Pedro Arguelles home: Vows to continue fight for freedom

Pedro Arguelles Moran has been released on parole and was able to return to his home yesterday.

HAVANA – Cuban prisoner of conscience Pedro Arguelles was released and has returned to his home in the eastern province of Ciego de Avila, said the dissident, adding that he intends to keep up the fight for democracy on the island.

“I’m a civil liberties fighter, I have a commitment to Cuba, to human rights, to freedom and a commitment to democracy – that is my vocation in life,” Arguelles said on Friday in a telephone conversation shortly after returning home.

Arguelles, whose release was announced earlier in the day by the Catholic Church, belongs to the Group of 75 dissidents who were rounded up and sentenced to lengthy prison terms in a 2003 crackdown, four of whom are still behind bars.

The 64-year-old independent journalist was released on parole, as were seven other Group of 75 dissidents who refused exile in Spain and have been freed in recent months.

Arguelles said he will continue his work as coordinator for the Avileña Independent Journalists Cooperative, and among his first plans is a visit to opposition member Guillermo Fariñas in the city of Santa Clara.

There is a reason the Castro regime and the Catholic Church are taking their own sweet time releasing the prisoners of conscience who refuse to accept banishment and forced exile as a condition to their release: none of them have agreed to keep their mouths shut or to abandon their struggle for freedom in Cuba.

I will fight on for democracy in Cuba, says freed prisoner

A freed political prisoner has vowed to continue campaigning for democracy in Cuba, even though he has been he will be jailed again if he breaks the law.

Pedro Arguelles is one of five remaining political prisoners from a group of 75 arrested eight years ago.

Arguelles, a 62-year-old journalist who worked for the underground news agency CubaPress, was sentenced to 20 years in prison in 2003.

“I was freed yesterday around six in the evening under certain conditions,” he told RFI. “If Ido not respect the law then I will go back to prison.

But he added, “I want to reaffirm my commitment to democracy in Cuba.
I will continue my fight even if this means I will return to prison.”

Arguelles said that he turned down an offer to go to Spain.

“I was born here and I am going to continue my peaceful battle.

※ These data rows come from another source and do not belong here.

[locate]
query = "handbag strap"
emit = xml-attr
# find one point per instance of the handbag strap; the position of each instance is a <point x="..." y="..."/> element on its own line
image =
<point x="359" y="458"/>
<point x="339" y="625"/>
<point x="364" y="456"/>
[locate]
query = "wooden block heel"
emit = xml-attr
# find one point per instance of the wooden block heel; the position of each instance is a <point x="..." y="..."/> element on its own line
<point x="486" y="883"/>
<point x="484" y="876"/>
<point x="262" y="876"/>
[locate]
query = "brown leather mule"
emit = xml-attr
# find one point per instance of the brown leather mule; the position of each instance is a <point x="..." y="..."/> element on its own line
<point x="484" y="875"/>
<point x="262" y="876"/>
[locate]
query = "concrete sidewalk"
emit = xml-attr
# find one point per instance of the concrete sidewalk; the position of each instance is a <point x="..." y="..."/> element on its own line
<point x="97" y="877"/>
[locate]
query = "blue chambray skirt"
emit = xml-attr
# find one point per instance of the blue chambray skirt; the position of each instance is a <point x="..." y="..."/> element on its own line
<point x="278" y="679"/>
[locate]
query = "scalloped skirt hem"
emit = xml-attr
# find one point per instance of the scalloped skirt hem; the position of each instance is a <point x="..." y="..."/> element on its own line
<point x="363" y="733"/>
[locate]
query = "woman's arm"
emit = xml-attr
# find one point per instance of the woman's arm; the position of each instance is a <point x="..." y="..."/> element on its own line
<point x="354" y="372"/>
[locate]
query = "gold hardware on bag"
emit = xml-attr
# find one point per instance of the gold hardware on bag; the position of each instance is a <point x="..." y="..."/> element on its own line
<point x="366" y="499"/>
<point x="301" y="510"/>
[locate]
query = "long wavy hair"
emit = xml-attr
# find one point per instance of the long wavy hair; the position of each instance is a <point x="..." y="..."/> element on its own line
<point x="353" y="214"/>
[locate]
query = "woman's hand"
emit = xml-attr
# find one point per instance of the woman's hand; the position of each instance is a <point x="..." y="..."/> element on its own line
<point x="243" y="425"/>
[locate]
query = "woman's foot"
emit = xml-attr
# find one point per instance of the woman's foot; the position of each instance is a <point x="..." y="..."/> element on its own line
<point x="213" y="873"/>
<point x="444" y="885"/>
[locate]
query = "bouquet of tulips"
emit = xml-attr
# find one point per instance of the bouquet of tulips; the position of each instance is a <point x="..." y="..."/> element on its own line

I have never agreed to leave.

“I have decided to stay in the country where i was born and where I will die.”

Arguelles is the 48th of the 52 prisoners the authorities have agreed to free.

This is the kind of Cuban that gives Raul Castro ulcers, and seriously affects Cardinal Jaime Ortega’s ability to enjoy his wine and cheese parties with high-ranking Castro government officials.